The fourth quarter will be dominated by debates over the pace of the US rate cut cycle and the upcoming US election on November 5. The two rate cut cycles in 2000 and 2007 have anchored investor belief that this rate cycle will also be the beginning of a recession. It is important to consult more than just recent history for guidance. Yes, the current pricing of the Fed funds rate over the next 12 months is more or less consistent with previous rate cut cycles in a response to a recession, but if we adjust for the inflation rate, the current pricing is closer to that of merely shifting the level lower to reflect lower inflation pressures. Second, past rate cut cycles have mostly been positive for equities with only the 1973, 2000, and 2007 rate cut cycles being the exceptions. While rate cuts are important signals to investors, our view is that investors should remain positive and instead rethink whether their portfolios have the right ingredients as the Fed lowers its policy rate.

This year’s US election is probably the most important election in modern times. With US political bifurcation at its peak, the election outcome will have impact both on the economy and financial markets. Of the more likely scenarios, a Harris gridlock win (Harris as president, but lacking control of the Senate) is probably the worst for economic activity as the fiscal impulse will likely shift to being negative as a gridlocked US Congress will make it difficult to pass anything except for executive orders over the coming years. Another scenario is a Trump sweep victory with Republicans winning both houses of Congress.
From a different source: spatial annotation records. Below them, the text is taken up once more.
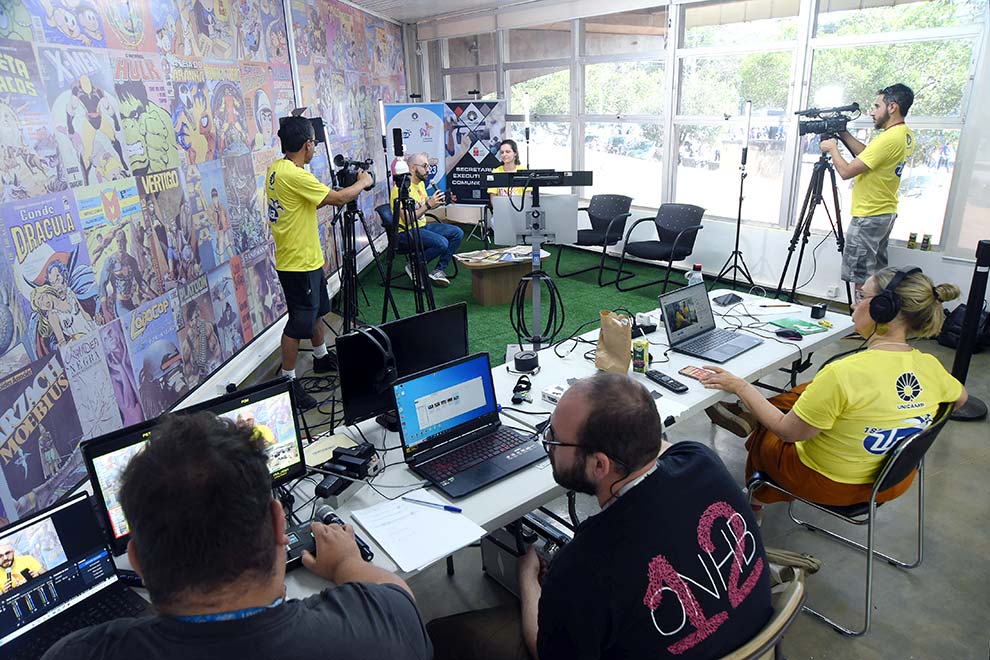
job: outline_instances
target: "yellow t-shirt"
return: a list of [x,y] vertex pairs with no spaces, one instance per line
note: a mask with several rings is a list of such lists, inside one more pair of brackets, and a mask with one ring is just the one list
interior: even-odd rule
[[794,414],[822,431],[795,449],[832,481],[873,483],[887,452],[961,394],[962,384],[931,355],[863,351],[827,365],[798,397]]
[[[389,206],[391,206],[393,209],[395,209],[395,200],[398,199],[398,198],[399,198],[399,187],[398,186],[392,186],[392,192],[389,193],[389,196],[388,196],[388,203],[389,203]],[[427,199],[427,195],[426,195],[426,183],[424,183],[423,181],[420,181],[419,183],[411,183],[411,184],[409,184],[409,198],[416,201],[416,209],[417,210],[420,207],[424,206],[426,204],[426,199]],[[417,220],[417,222],[416,222],[416,226],[417,227],[423,227],[424,225],[426,225],[426,215],[425,214],[419,216],[419,220]],[[400,213],[399,214],[399,231],[405,231],[405,230],[406,230],[406,219]]]
[[[492,174],[500,174],[505,171],[504,165],[499,165],[494,170]],[[525,167],[516,167],[516,172],[525,172]],[[522,195],[524,188],[489,188],[488,194],[492,197],[508,197],[509,195]]]
[[[21,574],[21,571],[23,571],[25,568],[34,571],[38,575],[41,575],[42,573],[45,572],[45,569],[41,565],[41,562],[39,562],[31,555],[16,556],[14,557],[14,565],[10,567],[10,581],[12,583],[12,586],[10,587],[11,589],[16,589],[22,584],[27,583],[27,578],[25,578]],[[6,589],[3,589],[6,585],[7,585],[7,570],[2,569],[2,572],[0,572],[0,590],[6,591]]]
[[285,158],[265,176],[268,223],[275,239],[275,269],[305,272],[323,268],[316,207],[330,189]]
[[853,184],[852,214],[856,217],[897,213],[897,188],[904,164],[914,153],[914,133],[898,124],[876,136],[858,158],[870,169]]

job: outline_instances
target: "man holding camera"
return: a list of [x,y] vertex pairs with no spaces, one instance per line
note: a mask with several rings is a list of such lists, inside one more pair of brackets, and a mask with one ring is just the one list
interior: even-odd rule
[[877,92],[870,116],[883,131],[863,144],[849,131],[839,139],[853,155],[846,161],[835,140],[822,140],[821,150],[832,157],[843,180],[856,177],[852,192],[852,221],[842,253],[842,280],[856,291],[873,273],[887,266],[887,240],[897,219],[897,188],[904,165],[914,153],[914,133],[904,123],[914,92],[900,83]]
[[[305,117],[289,117],[278,129],[285,158],[275,161],[265,176],[268,222],[275,240],[275,271],[285,293],[289,318],[282,331],[282,375],[296,377],[299,340],[313,342],[313,371],[327,373],[337,368],[323,339],[320,319],[330,312],[327,281],[323,275],[323,250],[317,228],[316,209],[342,206],[374,180],[368,172],[341,190],[331,190],[305,169],[316,153],[316,133]],[[296,403],[303,410],[316,400],[296,387]]]
[[312,523],[316,553],[303,554],[338,586],[286,597],[285,512],[252,429],[207,412],[166,417],[124,470],[120,503],[157,614],[80,630],[46,660],[432,657],[409,586],[361,559],[349,525]]
[[431,621],[434,658],[720,658],[755,636],[772,609],[749,502],[711,449],[662,435],[628,376],[572,385],[543,445],[554,481],[601,511],[549,565],[535,546],[519,558],[519,608]]
[[[423,245],[423,261],[428,264],[437,259],[437,267],[430,272],[430,281],[441,287],[450,286],[450,281],[444,271],[450,265],[450,260],[464,240],[464,232],[455,225],[434,222],[427,224],[423,217],[427,211],[432,211],[446,203],[442,191],[437,190],[433,195],[426,195],[426,181],[430,176],[429,155],[425,153],[411,154],[406,156],[406,163],[409,165],[409,197],[416,203],[415,219],[406,218],[405,211],[401,211],[399,216],[398,234],[396,235],[397,247],[408,250],[411,237],[408,229],[413,221],[419,228],[419,238]],[[395,200],[399,196],[399,187],[392,188],[389,204],[395,208]],[[439,259],[438,259],[439,257]],[[409,279],[413,279],[412,269],[407,265],[406,274]]]

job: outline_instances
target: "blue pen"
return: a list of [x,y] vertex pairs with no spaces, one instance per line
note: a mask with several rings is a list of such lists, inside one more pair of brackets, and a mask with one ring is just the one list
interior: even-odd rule
[[426,502],[424,500],[414,500],[411,497],[403,497],[403,502],[412,502],[413,504],[422,504],[423,506],[432,506],[434,509],[443,509],[444,511],[450,511],[451,513],[461,513],[463,509],[457,506],[451,506],[450,504],[437,504],[436,502]]

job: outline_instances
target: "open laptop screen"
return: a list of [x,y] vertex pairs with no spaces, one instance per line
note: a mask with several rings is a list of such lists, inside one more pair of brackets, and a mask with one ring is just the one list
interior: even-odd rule
[[400,379],[393,391],[406,456],[472,430],[480,418],[498,416],[487,353]]
[[86,493],[0,530],[0,647],[117,580]]
[[690,339],[715,327],[704,284],[695,284],[660,296],[663,322],[670,343]]

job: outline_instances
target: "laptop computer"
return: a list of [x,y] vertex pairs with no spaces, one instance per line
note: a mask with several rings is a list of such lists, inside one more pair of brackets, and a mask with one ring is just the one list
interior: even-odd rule
[[721,364],[763,343],[758,337],[716,328],[703,283],[660,296],[660,309],[667,343],[678,353]]
[[449,497],[546,458],[535,436],[502,427],[487,353],[400,378],[392,391],[406,464]]
[[0,530],[0,656],[40,658],[65,635],[151,606],[126,586],[79,493]]

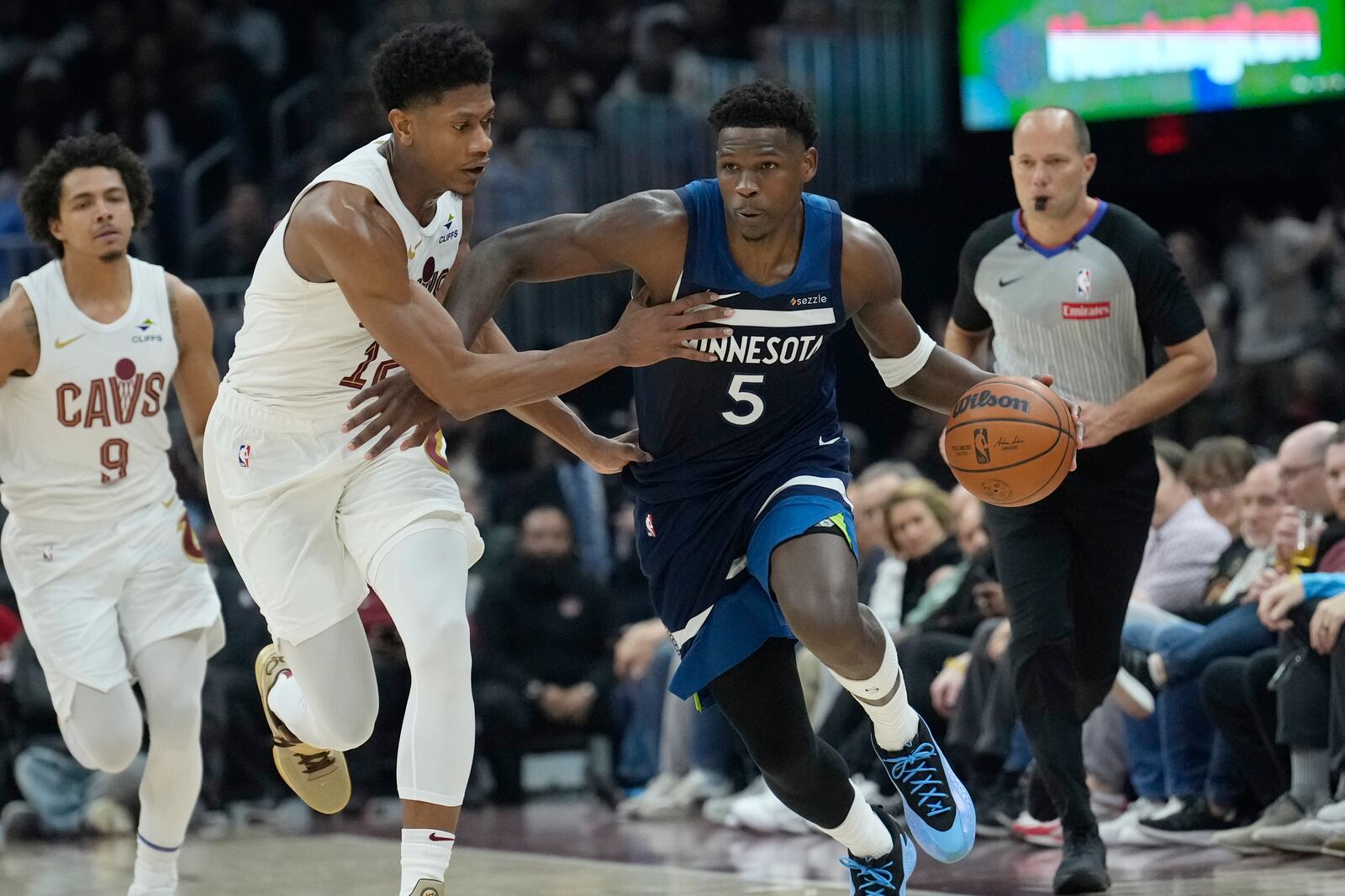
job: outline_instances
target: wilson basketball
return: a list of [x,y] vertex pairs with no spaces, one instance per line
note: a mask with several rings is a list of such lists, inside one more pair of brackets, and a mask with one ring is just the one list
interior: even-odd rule
[[1077,449],[1069,404],[1037,380],[997,376],[967,390],[944,426],[948,466],[986,504],[1022,506],[1056,490]]

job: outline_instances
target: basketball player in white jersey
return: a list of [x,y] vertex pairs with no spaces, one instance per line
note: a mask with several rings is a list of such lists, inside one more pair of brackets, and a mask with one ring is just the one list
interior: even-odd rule
[[319,175],[272,232],[206,431],[219,533],[276,639],[257,660],[276,764],[319,811],[346,805],[340,751],[378,712],[355,613],[366,583],[401,633],[399,896],[444,892],[476,729],[464,604],[482,540],[437,429],[424,450],[381,453],[410,429],[424,437],[425,407],[375,402],[386,433],[359,454],[369,430],[347,442],[342,427],[351,399],[401,365],[455,416],[514,408],[616,470],[639,449],[593,435],[551,396],[617,365],[712,360],[683,345],[686,329],[724,316],[691,312],[697,296],[663,313],[632,305],[612,332],[551,352],[512,353],[498,329],[480,347],[500,353],[468,351],[440,302],[488,161],[490,78],[490,50],[460,26],[417,26],[379,48],[373,83],[391,134]]
[[172,896],[200,791],[200,686],[223,645],[219,599],[168,472],[172,383],[198,454],[219,372],[206,306],[126,254],[152,187],[114,136],[58,142],[24,183],[55,257],[0,304],[4,566],[70,754],[149,758],[130,896]]

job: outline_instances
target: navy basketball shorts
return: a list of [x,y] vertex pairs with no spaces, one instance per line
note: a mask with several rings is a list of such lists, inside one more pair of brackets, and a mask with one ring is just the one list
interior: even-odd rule
[[771,638],[794,639],[771,590],[771,553],[834,527],[858,557],[849,472],[787,470],[695,500],[636,502],[636,549],[682,664],[668,689],[707,705],[707,684]]

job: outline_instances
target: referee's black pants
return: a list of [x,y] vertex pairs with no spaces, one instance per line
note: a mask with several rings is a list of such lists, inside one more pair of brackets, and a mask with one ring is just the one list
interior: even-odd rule
[[1095,825],[1080,736],[1120,661],[1120,627],[1153,521],[1146,431],[1080,451],[1044,501],[986,508],[1009,604],[1018,715],[1065,830]]

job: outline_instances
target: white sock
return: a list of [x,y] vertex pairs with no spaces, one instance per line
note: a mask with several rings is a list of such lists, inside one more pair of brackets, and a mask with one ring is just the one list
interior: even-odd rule
[[321,746],[309,740],[315,732],[311,724],[305,724],[308,723],[308,700],[293,674],[281,673],[276,684],[272,685],[270,693],[266,695],[266,705],[280,716],[280,720],[296,737],[312,747]]
[[[920,728],[920,716],[907,701],[907,682],[897,662],[897,646],[884,631],[888,646],[882,652],[878,670],[862,681],[831,674],[841,686],[854,695],[873,720],[873,736],[884,750],[896,751],[911,743]],[[874,705],[874,701],[882,701]],[[858,853],[855,853],[858,854]]]
[[1163,654],[1149,654],[1149,677],[1153,678],[1154,684],[1159,688],[1167,685],[1167,666],[1163,664]]
[[822,833],[850,850],[855,858],[877,858],[886,856],[894,848],[892,832],[878,818],[873,806],[863,802],[859,789],[854,786],[854,802],[850,813],[839,827],[823,827]]
[[178,848],[164,849],[136,836],[136,877],[141,887],[172,887],[178,883]]
[[421,879],[444,880],[457,838],[434,827],[402,829],[402,889],[410,893]]

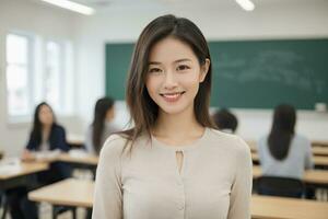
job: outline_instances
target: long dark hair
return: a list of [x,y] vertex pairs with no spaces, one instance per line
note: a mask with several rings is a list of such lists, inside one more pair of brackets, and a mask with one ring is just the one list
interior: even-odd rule
[[[143,132],[150,137],[151,128],[157,118],[159,106],[147,91],[145,78],[152,47],[168,36],[173,36],[189,45],[200,66],[206,64],[206,59],[211,59],[204,36],[191,21],[174,15],[163,15],[145,26],[134,46],[127,81],[126,100],[131,115],[130,122],[134,123],[134,127],[121,134],[132,142],[129,143],[130,146]],[[199,85],[194,111],[196,119],[201,126],[213,128],[214,125],[209,115],[211,81],[212,68],[210,65],[204,81]]]
[[296,112],[293,106],[281,104],[276,107],[268,145],[272,157],[277,160],[286,158],[295,132],[295,123]]
[[[35,141],[39,145],[42,142],[42,132],[43,132],[43,124],[42,122],[39,120],[39,111],[42,108],[42,106],[47,106],[50,108],[51,113],[52,113],[52,119],[54,119],[54,123],[52,123],[52,126],[51,126],[51,130],[50,130],[50,135],[51,135],[51,131],[52,131],[52,128],[54,126],[56,126],[56,116],[55,116],[55,113],[51,108],[51,106],[49,104],[47,104],[46,102],[42,102],[39,103],[35,111],[34,111],[34,122],[33,122],[33,128],[32,128],[32,132],[31,132],[31,137],[32,139],[35,139]],[[50,135],[49,135],[49,138],[50,138]]]
[[113,108],[114,100],[112,97],[103,97],[97,100],[94,107],[94,118],[92,122],[93,132],[92,142],[96,152],[99,152],[102,148],[102,137],[104,135],[105,118],[107,112]]
[[238,126],[237,117],[227,108],[216,111],[213,115],[213,120],[220,130],[231,129],[235,132]]

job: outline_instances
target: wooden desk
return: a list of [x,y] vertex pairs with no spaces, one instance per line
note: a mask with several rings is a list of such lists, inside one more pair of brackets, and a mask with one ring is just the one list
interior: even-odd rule
[[93,181],[68,178],[28,193],[28,199],[51,205],[91,208]]
[[[254,141],[246,141],[246,142],[249,146],[251,152],[257,152],[256,142],[254,142]],[[312,152],[314,155],[327,155],[328,157],[328,147],[313,146]]]
[[328,155],[328,147],[313,147],[312,152],[314,155]]
[[[17,170],[12,172],[0,174],[0,189],[8,191],[10,188],[15,188],[19,186],[26,186],[31,184],[30,176],[34,173],[48,170],[49,165],[47,163],[40,162],[23,162],[20,164]],[[2,203],[2,216],[1,218],[5,218],[8,210],[8,201],[4,200]]]
[[98,157],[97,155],[85,155],[85,157],[73,157],[69,153],[61,153],[56,161],[62,161],[68,163],[81,163],[86,165],[97,165]]
[[19,170],[7,174],[0,174],[0,181],[46,171],[48,168],[49,165],[44,162],[22,162]]
[[[34,201],[91,208],[94,182],[69,178],[28,193]],[[328,203],[253,195],[253,219],[327,219]]]
[[[253,178],[262,175],[259,165],[253,166]],[[303,181],[307,184],[328,185],[328,171],[326,170],[307,170],[304,172]]]
[[328,203],[281,198],[271,196],[251,196],[253,219],[327,219]]
[[67,142],[71,148],[82,148],[84,146],[85,137],[80,135],[68,135]]
[[316,147],[316,146],[319,146],[319,147],[328,147],[328,141],[324,141],[324,140],[314,140],[312,141],[312,146],[313,147]]
[[[251,152],[251,160],[254,162],[259,162],[259,157],[257,152]],[[326,155],[314,155],[313,162],[316,166],[328,166],[328,157]]]

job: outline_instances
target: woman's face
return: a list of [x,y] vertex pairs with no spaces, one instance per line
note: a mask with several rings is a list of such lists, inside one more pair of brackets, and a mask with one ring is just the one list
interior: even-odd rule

This scenario will have a high positive impact on Europe’s defence industry and likely a negative impact on technology and emerging markets from Trump’s ideas on high tariffs.

A Trump gridlock scenario is also possible, in which he wins the presidency and the Republicans take the Senate, but fail to take the House. In this scenario, you get both the gridlock and fiscal impulse decline, but also new high tariffs.

Investment allocation

Every investor’s investment allocation is unique because of individual risk preferences and return objectives. To eliminate human biases it is always good to get the high level picture on asset allocation based on statistics. The current regime is like in Q3 which is a calm turbulence index and inflation still running above the Fed’s target of 2%. Based on periods of similar regime since 2007 we can calculate annualized returns across key asset classes, which can guide investors on how the various asset classes have done in the past in a similar regime.